An international team of scientists has discovered planet formation in a star system younger than 500,000 years old.
The find, published today in Nature, is a marked departure from previously accepted theories of planet formation and indicates that stars and planets grow up together like siblings.
The disk lifetime based on a survey of nearby young star clusters is a good deal longer than previously thought.
The researchers looked at only the nearest young star clusters, those within 650 light-years of Earth, and found that the fraction of stars with planet-making disks was higher than previously reported.
She said that the analysis shows that the low-mass stars have longer disk lifetimes. Disks around higher-mass stars are known to disperse faster than this, perhaps because their suns push the gas and dust away faster.

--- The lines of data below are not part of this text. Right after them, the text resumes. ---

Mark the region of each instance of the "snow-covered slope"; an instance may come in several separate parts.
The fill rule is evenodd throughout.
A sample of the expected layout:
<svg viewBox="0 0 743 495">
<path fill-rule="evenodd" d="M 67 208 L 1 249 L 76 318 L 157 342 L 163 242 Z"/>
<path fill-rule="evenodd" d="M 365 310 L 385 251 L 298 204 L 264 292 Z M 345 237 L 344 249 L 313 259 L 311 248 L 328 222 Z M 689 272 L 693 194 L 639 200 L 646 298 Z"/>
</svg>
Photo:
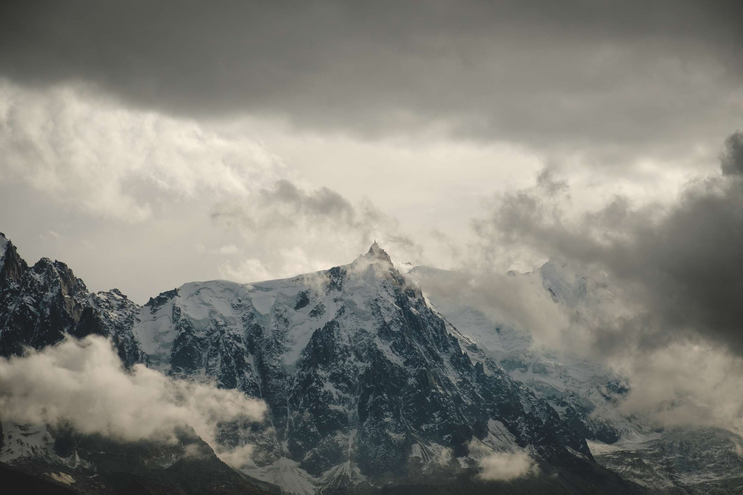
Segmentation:
<svg viewBox="0 0 743 495">
<path fill-rule="evenodd" d="M 601 304 L 611 295 L 603 274 L 551 259 L 529 273 L 509 272 L 536 282 L 556 304 L 570 309 Z M 629 391 L 626 378 L 599 362 L 533 345 L 528 329 L 514 329 L 476 307 L 437 298 L 426 288 L 451 273 L 415 266 L 406 275 L 464 339 L 493 356 L 513 378 L 545 399 L 580 431 L 597 462 L 627 479 L 654 489 L 699 487 L 699 493 L 728 489 L 743 476 L 743 439 L 719 428 L 655 430 L 646 419 L 626 416 L 619 406 Z M 436 291 L 431 291 L 436 293 Z M 727 481 L 726 481 L 727 480 Z"/>
<path fill-rule="evenodd" d="M 4 355 L 99 333 L 126 364 L 262 398 L 267 424 L 226 425 L 219 440 L 254 445 L 242 471 L 288 492 L 448 482 L 493 451 L 591 462 L 580 433 L 432 309 L 376 244 L 328 270 L 193 282 L 143 306 L 115 289 L 90 293 L 59 262 L 29 268 L 8 246 Z"/>
</svg>

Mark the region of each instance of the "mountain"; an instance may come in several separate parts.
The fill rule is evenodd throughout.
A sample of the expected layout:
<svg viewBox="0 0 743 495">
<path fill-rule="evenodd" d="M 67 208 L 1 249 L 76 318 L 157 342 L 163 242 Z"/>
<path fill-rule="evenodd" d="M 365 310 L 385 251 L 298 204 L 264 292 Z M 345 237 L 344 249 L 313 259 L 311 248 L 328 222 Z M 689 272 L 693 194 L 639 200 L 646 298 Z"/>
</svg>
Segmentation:
<svg viewBox="0 0 743 495">
<path fill-rule="evenodd" d="M 223 425 L 219 435 L 224 445 L 254 445 L 239 469 L 254 489 L 487 491 L 506 486 L 475 477 L 482 459 L 499 452 L 528 453 L 539 466 L 540 474 L 508 484 L 511 493 L 637 487 L 597 464 L 581 425 L 436 311 L 376 243 L 348 265 L 249 284 L 186 283 L 140 306 L 117 289 L 91 293 L 59 261 L 29 267 L 1 242 L 0 354 L 53 344 L 65 333 L 97 334 L 111 338 L 126 366 L 145 363 L 262 399 L 266 424 Z M 127 482 L 151 482 L 152 472 L 132 462 L 158 465 L 158 483 L 178 463 L 195 462 L 183 445 L 166 456 L 176 459 L 169 465 L 161 446 L 108 441 L 97 450 L 100 439 L 53 427 L 4 423 L 0 461 L 36 474 L 53 466 L 97 474 L 111 489 L 123 468 Z M 134 460 L 112 460 L 122 456 Z M 210 459 L 226 467 L 213 452 Z"/>
<path fill-rule="evenodd" d="M 508 275 L 527 279 L 535 291 L 574 312 L 601 304 L 612 292 L 605 275 L 557 258 L 534 272 Z M 492 310 L 441 297 L 436 288 L 450 284 L 455 272 L 415 266 L 405 276 L 461 334 L 581 432 L 599 464 L 663 494 L 733 493 L 740 486 L 740 436 L 721 428 L 663 428 L 627 416 L 620 407 L 631 390 L 626 377 L 602 363 L 534 346 L 526 330 L 499 321 Z"/>
</svg>

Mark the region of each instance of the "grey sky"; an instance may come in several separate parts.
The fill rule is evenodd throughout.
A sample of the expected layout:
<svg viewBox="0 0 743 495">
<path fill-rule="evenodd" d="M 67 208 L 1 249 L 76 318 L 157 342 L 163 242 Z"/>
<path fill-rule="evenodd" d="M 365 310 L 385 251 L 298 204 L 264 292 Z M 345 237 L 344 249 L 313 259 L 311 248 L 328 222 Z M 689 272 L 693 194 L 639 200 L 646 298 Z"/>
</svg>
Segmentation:
<svg viewBox="0 0 743 495">
<path fill-rule="evenodd" d="M 0 229 L 30 262 L 143 302 L 345 263 L 374 237 L 398 260 L 475 263 L 470 220 L 544 170 L 569 183 L 568 214 L 617 194 L 672 207 L 743 128 L 742 17 L 736 1 L 3 2 Z M 550 254 L 524 242 L 489 262 Z"/>
</svg>

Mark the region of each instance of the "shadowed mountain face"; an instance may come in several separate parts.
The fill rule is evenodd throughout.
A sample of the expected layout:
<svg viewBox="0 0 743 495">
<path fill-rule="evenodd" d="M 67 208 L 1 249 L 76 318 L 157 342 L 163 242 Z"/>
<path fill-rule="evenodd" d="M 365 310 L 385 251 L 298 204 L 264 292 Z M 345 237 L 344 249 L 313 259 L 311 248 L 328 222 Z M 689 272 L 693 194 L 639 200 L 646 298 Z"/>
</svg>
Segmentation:
<svg viewBox="0 0 743 495">
<path fill-rule="evenodd" d="M 240 472 L 286 492 L 461 487 L 494 452 L 530 453 L 579 492 L 583 479 L 629 489 L 595 464 L 581 431 L 434 311 L 376 243 L 348 265 L 250 284 L 194 282 L 140 306 L 117 289 L 88 292 L 60 262 L 29 267 L 2 241 L 0 354 L 98 334 L 127 366 L 261 398 L 266 424 L 223 425 L 218 440 L 254 445 Z M 20 426 L 4 427 L 7 444 Z M 62 448 L 57 436 L 51 450 L 3 445 L 0 461 L 73 456 L 81 472 L 118 472 L 84 447 L 89 440 Z M 164 469 L 186 462 L 174 455 L 181 460 Z M 549 485 L 545 476 L 531 477 Z"/>
</svg>

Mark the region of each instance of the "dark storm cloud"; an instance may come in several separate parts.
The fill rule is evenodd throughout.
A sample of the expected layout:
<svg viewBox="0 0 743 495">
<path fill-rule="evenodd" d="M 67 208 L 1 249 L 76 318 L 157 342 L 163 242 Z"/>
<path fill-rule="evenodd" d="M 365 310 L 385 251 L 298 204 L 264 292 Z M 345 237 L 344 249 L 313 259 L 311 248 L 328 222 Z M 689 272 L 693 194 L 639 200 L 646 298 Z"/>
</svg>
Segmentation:
<svg viewBox="0 0 743 495">
<path fill-rule="evenodd" d="M 687 186 L 670 207 L 634 206 L 617 197 L 571 219 L 554 179 L 499 197 L 476 221 L 487 251 L 525 246 L 598 266 L 631 312 L 592 322 L 603 353 L 653 350 L 701 337 L 743 355 L 742 134 L 726 141 L 722 174 Z"/>
<path fill-rule="evenodd" d="M 313 235 L 358 240 L 362 246 L 375 235 L 383 236 L 385 246 L 401 256 L 418 259 L 423 247 L 403 232 L 399 222 L 369 200 L 357 204 L 336 191 L 321 187 L 305 191 L 288 180 L 276 182 L 243 201 L 218 203 L 210 213 L 217 225 L 251 235 L 291 232 L 297 238 Z"/>
<path fill-rule="evenodd" d="M 743 133 L 736 132 L 725 140 L 725 152 L 722 154 L 724 175 L 743 175 Z"/>
<path fill-rule="evenodd" d="M 740 2 L 4 2 L 0 74 L 364 136 L 662 145 L 740 118 Z"/>
</svg>

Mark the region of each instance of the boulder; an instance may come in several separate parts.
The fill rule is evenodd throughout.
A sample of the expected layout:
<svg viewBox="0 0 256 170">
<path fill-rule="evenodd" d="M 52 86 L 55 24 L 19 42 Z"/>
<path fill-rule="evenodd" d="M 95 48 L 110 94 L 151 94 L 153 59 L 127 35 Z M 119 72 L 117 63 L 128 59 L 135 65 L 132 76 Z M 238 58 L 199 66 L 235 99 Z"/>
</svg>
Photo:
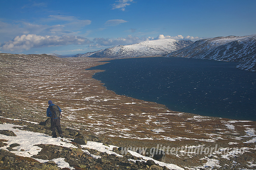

Past studies estimated disk lifetimes by looking at the fraction of young stars of different ages that still have disks. The farther a star cluster is from Earth, the longer the disk lifetime is. Why should a disk’s lifetime depend on how far away it is from us?
The difference between our solar system and those of most red dwarfs may be due to the fact that the disks around the lowest-mass stars have long lifetimes.
The latter doesn’t have gas giants like Jupiter and Saturn, which are about ten times the diameter of Earth.
The stars have many ice giants, like Neptune and Uranus, that are four times the diameter of Earth. It’s possible that Neptune-sized planets arise in larger numbers when a planet-making disk lasts longer, Pfalzner says.
Further reading
S. Pfalzner, S. Dehghani and A. Michel. Most planets might have more than 5 Myr of time to form. arXiv:2210.02420. Posted October 6, 2022.